The portal homepage also lists federal antitrust laws and discusses how each promotes healthy competition in the health care sector, including:
- The Sherman Act makes it a criminal offense to monopolize or enter into certain agreements, like those to fix prices or wages, rig bids, or allocate customers. The Sherman Act also bans predatory pricing that aims to set prices so low as to drive competitors out of business, and then raise prices when competition is lessened.
- The FTC Act forbids unfair or deceptive practices from companies.
- The Clayton Act prohibits mergers that substantially lessen competition, or to enter into tying agreements – those that force a customer to purchase one product before they can purchase another.
- The Robinson-Patman Act bans charging competing buyers’ different prices for the same commodity strictly to give favored customers an edge, and not for increased efficiency or to meet competitors offerings.
As a result of the new initiative, we can expect to see more complaints regarding possible antitrust violations.
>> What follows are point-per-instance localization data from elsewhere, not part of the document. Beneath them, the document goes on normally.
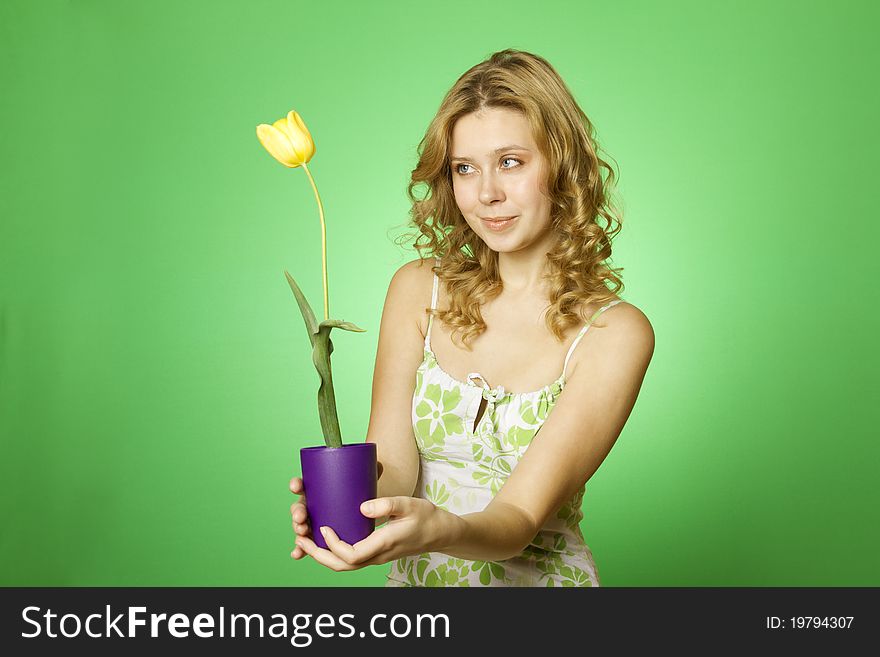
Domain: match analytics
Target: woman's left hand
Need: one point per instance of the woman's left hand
(414, 526)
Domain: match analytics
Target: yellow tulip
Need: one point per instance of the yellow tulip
(287, 140)
(290, 142)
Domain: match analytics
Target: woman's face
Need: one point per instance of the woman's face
(497, 171)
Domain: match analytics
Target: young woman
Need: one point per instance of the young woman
(494, 406)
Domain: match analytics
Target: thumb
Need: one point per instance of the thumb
(382, 506)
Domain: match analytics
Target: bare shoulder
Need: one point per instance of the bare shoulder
(621, 335)
(629, 326)
(411, 287)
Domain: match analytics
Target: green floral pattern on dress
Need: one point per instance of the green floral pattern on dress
(464, 466)
(462, 469)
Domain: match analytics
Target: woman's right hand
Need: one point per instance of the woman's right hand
(300, 515)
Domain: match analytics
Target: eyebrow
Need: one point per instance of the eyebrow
(497, 151)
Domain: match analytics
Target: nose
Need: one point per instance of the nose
(490, 189)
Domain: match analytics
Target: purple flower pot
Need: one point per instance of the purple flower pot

As many unlawful anticompetitive actions are not overt, the portal could raise awareness to discreet offenses. For example, restrictive covenants on employment, like no-poach and non-compete agreements, are often made verbally and may be difficult for the government to learn of, and identifying these limitations on employment may become of greater import given recent FTC action banning non-competes. Additionally, the portal, in working with the public in a user-friendly format, can be expected to lead to more health care antitrust investigations and potential challenges, especially for those transactions that do not trigger notification under the Hart-Scott-Rodino Act (“HSR”) and Clayton Act.
This joint action, along with the FTC and DOJ withdrawal of prior guidance policy statements, will likely cause uncertainty and confusion within the health care industry. The DOJ, in February 2023, withdrew three statements discussing the best way to promote competition and transparency in health care. The FTC also announced the withdrawal of two statements with similar guidance on health care antitrust best practices in July. Most recently, the FTC withdrew prior statements professing the benefits of pharmacy benefit managers in reducing costs to consumers by negotiating rebates with drug manufactures on their behalf. Both agencies state that transactions need a case-by-case analysis and that outdated guidance no longer reflects the current marketplace. However, even in the wake of changes and uncertainty in antitrust policy statements, the major federal antitrust laws, including the Sherman Act, the Clayton Act, and the FTC Act, remain unchanged in their statutory language or application.
Proskauer has the knowledge, experience, and expertise to help health care stakeholders understand the implications and strategize and navigate the potential interpretations of these laws in the current environment.
[1] On April 23, 2024, the FTC issued a final rule banning noncompete clauses. Existing noncompete clauses for all but the 0.7% of employees who are senior executives will no longer be enforceable after the final rule’s effective date, 120 days after its publication in the Federal Register.